Per quanto riguarda la paura di ripercussioni in ambito economico, uno studioso del Canadian Centre for Policy Alternatives (un istituto di ricerca indipendente che si occupa di problemi sociali, economici e di giustizia ambientale) ha assicurato che l’elezione di Trump non comporterà grossi cambiamenti negli scambi commerciali tra i due paesi. Ma lo stesso Trump in campagna elettorale aveva anticipato che se eletto avrebbe strappato l’accordo nordamericano per il libero scambio, anche noto come Nafta, firmato nel ’92 da Stati uniti, Canada e Messico all’epoca del presidente Bill Clinton ed entrato in vigore nel 1994. La preoccupazione dunque rimane, anche perché il Canada economicamente dipende molto dai vicini, molte aziende hanno succursali in America o sono succursali di aziende americane.
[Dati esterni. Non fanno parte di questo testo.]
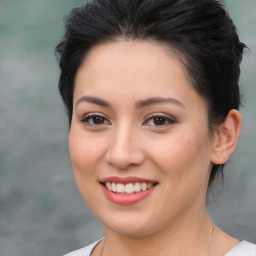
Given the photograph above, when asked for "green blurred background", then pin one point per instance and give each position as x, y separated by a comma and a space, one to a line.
41, 211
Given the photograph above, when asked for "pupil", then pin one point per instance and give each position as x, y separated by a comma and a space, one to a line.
159, 121
98, 120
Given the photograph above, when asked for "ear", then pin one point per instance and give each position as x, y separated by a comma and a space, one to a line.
225, 138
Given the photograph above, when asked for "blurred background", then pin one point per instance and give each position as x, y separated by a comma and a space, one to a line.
41, 211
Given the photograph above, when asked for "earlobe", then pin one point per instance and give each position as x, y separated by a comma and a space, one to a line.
226, 137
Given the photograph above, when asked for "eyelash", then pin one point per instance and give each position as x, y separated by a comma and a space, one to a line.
86, 120
167, 120
161, 118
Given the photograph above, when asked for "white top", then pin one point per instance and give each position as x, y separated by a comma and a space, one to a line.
242, 249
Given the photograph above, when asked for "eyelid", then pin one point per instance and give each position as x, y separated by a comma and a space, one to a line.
169, 118
86, 117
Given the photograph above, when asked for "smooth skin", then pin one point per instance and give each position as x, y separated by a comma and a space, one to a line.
137, 114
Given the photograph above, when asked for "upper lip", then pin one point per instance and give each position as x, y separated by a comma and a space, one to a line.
127, 180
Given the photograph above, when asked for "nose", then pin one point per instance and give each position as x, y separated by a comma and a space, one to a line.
125, 148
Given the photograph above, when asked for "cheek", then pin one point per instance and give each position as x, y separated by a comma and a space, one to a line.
187, 153
84, 153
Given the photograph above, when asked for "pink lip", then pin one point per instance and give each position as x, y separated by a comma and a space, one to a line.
126, 180
126, 199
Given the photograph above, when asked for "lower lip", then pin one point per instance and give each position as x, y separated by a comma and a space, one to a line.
126, 199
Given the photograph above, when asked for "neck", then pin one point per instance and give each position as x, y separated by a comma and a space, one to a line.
188, 238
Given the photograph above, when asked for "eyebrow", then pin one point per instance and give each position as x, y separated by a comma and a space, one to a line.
138, 104
94, 100
158, 100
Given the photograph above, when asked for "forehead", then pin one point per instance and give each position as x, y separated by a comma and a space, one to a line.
139, 69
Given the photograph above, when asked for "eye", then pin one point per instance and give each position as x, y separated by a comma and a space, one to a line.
95, 120
159, 121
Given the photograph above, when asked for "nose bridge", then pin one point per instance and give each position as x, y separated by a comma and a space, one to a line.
124, 149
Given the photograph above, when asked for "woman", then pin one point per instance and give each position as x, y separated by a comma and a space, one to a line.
151, 91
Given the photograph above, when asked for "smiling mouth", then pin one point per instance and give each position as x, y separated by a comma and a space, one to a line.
129, 188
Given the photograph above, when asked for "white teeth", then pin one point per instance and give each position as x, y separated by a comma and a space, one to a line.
120, 188
144, 186
137, 187
113, 187
150, 185
108, 185
128, 188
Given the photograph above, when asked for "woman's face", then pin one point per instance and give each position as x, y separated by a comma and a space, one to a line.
139, 129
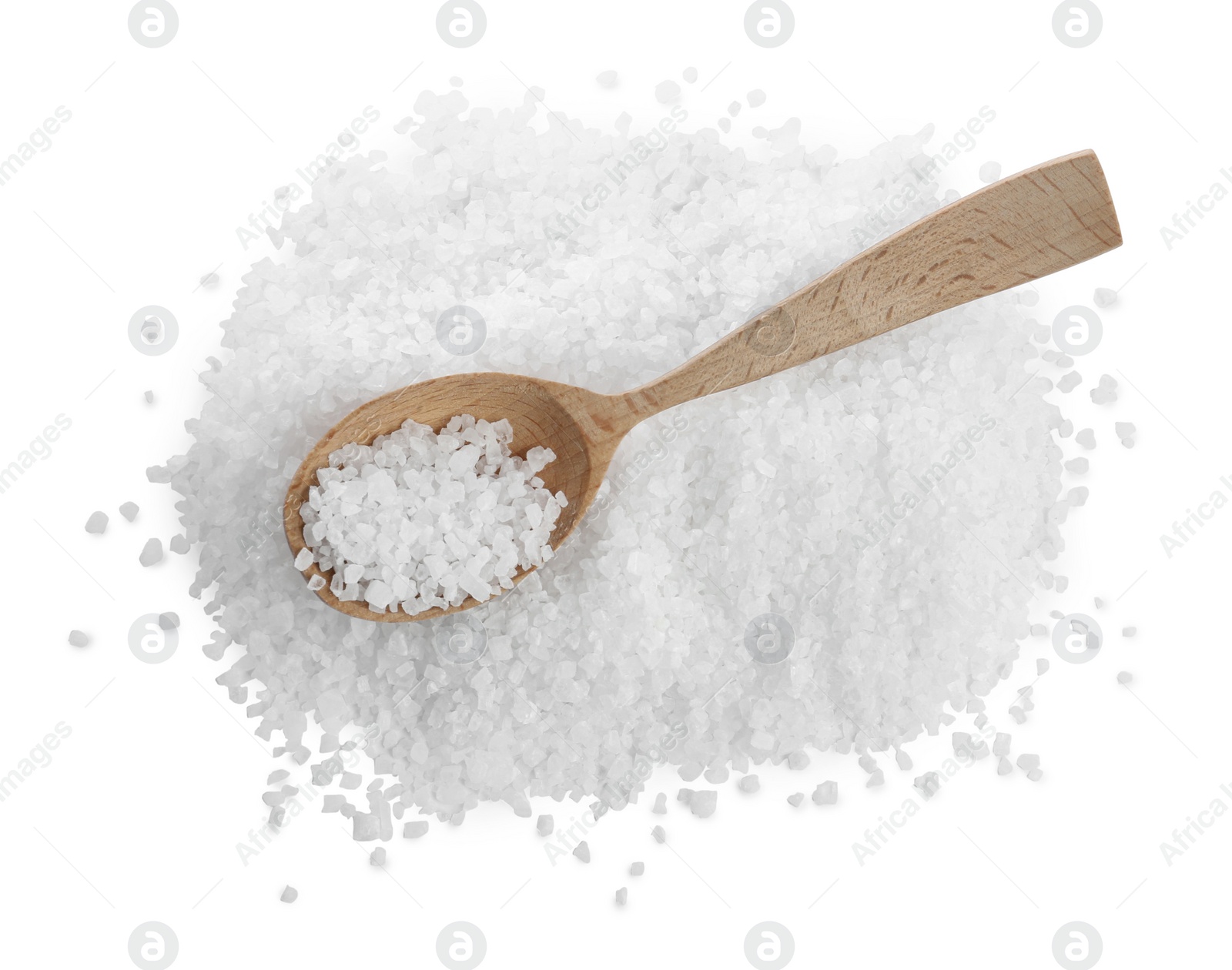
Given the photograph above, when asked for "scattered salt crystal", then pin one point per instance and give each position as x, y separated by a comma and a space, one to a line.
928, 783
152, 553
1106, 390
1069, 380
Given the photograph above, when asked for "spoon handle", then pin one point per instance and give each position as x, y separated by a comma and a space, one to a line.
1038, 222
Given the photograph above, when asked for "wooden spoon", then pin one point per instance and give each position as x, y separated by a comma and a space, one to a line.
1032, 224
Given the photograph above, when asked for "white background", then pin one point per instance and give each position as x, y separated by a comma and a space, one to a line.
139, 811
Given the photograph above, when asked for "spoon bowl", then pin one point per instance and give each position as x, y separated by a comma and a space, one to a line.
581, 427
1041, 221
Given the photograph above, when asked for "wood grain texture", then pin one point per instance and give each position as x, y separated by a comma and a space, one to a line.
1024, 227
1038, 222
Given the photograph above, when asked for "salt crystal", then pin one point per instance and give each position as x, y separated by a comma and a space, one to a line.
1106, 390
702, 804
667, 92
152, 553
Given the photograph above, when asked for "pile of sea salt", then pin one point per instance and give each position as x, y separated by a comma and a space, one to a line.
420, 520
889, 507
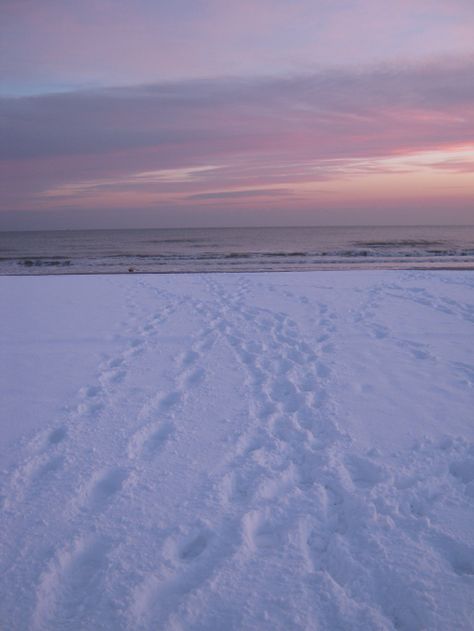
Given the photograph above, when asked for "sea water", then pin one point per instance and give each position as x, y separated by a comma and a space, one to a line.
236, 249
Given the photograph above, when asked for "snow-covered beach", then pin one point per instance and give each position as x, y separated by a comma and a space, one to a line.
242, 451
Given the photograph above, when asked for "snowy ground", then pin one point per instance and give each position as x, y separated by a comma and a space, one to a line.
265, 451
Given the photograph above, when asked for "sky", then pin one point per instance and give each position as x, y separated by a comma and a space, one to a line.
146, 113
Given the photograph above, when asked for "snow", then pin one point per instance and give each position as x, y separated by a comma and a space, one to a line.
243, 451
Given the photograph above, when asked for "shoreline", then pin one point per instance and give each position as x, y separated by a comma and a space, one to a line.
274, 271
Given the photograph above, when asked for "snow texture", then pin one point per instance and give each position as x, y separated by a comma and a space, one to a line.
262, 451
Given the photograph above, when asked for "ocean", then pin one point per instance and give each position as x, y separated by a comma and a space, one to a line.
236, 249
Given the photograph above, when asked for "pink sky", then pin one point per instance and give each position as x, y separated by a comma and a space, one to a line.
122, 114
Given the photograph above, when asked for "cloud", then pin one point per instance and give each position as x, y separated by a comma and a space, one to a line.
199, 141
262, 192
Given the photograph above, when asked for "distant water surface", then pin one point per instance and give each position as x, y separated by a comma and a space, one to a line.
236, 249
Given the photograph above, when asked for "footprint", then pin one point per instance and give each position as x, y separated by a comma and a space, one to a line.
70, 589
57, 435
170, 399
193, 548
195, 377
463, 470
106, 486
364, 472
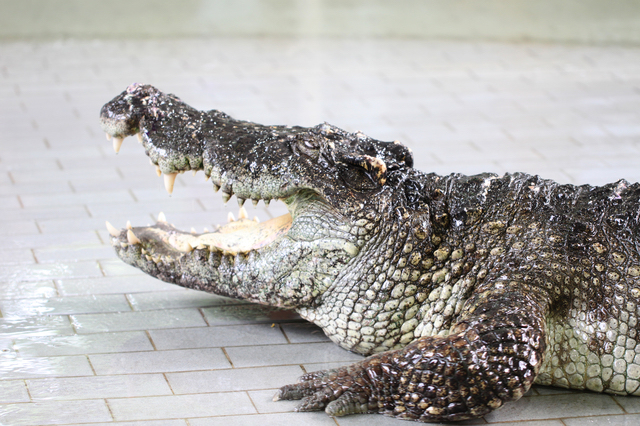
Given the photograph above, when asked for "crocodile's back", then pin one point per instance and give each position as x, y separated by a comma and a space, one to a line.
580, 245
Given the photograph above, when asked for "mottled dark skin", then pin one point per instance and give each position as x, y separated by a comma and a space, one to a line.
462, 290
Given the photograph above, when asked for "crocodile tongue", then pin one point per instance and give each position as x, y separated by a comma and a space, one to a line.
240, 236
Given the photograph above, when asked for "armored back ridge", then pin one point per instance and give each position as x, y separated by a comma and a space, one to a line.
462, 290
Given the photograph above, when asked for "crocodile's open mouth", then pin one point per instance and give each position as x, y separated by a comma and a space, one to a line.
241, 235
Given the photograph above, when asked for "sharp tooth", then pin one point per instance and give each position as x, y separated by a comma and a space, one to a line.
131, 237
117, 143
242, 214
112, 230
169, 180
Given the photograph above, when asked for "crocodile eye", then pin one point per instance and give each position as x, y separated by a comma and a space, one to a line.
307, 144
363, 172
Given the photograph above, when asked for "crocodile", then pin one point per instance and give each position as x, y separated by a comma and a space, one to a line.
461, 291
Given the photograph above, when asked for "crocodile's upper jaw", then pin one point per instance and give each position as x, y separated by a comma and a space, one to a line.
336, 185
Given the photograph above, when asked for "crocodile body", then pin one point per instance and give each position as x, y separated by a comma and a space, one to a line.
462, 291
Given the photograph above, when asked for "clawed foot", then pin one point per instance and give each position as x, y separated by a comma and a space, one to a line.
341, 391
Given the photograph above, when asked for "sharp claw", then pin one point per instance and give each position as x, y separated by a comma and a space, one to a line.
117, 143
131, 237
112, 230
169, 181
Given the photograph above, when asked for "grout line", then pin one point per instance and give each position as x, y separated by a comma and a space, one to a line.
153, 344
106, 402
224, 351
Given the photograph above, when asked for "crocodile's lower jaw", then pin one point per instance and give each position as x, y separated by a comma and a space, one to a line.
237, 236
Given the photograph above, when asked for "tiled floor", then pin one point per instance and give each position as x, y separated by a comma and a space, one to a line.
87, 339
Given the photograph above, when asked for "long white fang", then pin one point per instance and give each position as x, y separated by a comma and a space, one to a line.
242, 213
112, 230
169, 180
131, 237
117, 143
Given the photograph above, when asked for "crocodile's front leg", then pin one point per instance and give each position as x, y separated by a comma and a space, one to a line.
492, 356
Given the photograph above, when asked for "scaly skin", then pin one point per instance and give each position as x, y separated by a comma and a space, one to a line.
462, 290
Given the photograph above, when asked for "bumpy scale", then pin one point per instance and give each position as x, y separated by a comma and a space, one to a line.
462, 290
Dopo un primo momento di silenzio da parte di Ottawa, il primo ministro canadese Justin Trudeau si è congratulato con Trump e ha affermato che per il Canada non ci sono migliori amici, partner e alleati degli Stati uniti. Il partito liberale aveva chiaramente sostenuto Hillary Clinton durante la campagna elettorale, ma Trudeau ha comunque promesso che lavorerà con Trump e la sua amministrazione per intensificare gli scambi commerciali e i sistemi di sicurezza e per continuare a garantire eque opportunità a canadesi e americani. Trudeau ha dichiarato che le relazioni tra il Canada e gli Usa sono basate su valori condivisi e sugli stessi «sogni e speranze» e ha insistito sul fatto che i due paesi lavoreranno sempre bene insieme perché sono entrambi forti, rispettosi e si ascoltano l’uno con l’altro.

Meno convinta è stata Kathleen Wynne, premier dell’Ontario (la provincia canadese più vicina agli Stati uniti culturalmente e economicamente), che in un’intervista radiofonica si è detta sorpresa e molto delusa dal risultato di queste elezioni. Wynne, determinata sostenitrice delle minoranze razziali e lgbt, ha messo in risalto la necessità di analizzare questo risultato perché dimostra che le persone hanno votato contro un sistema dal quale non si sentono rappresentate, ma allo stesso tempo ha parlato di evidente misoginia e ha sottolineato come la campagna elettorale di Trump abbia colpevolmente puntato sul dividere anziché unire, in particolare sui temi riguardanti la convivenza interrazziale e i diritti civili, temi particolarmente delicati e importanti in questo momento storico.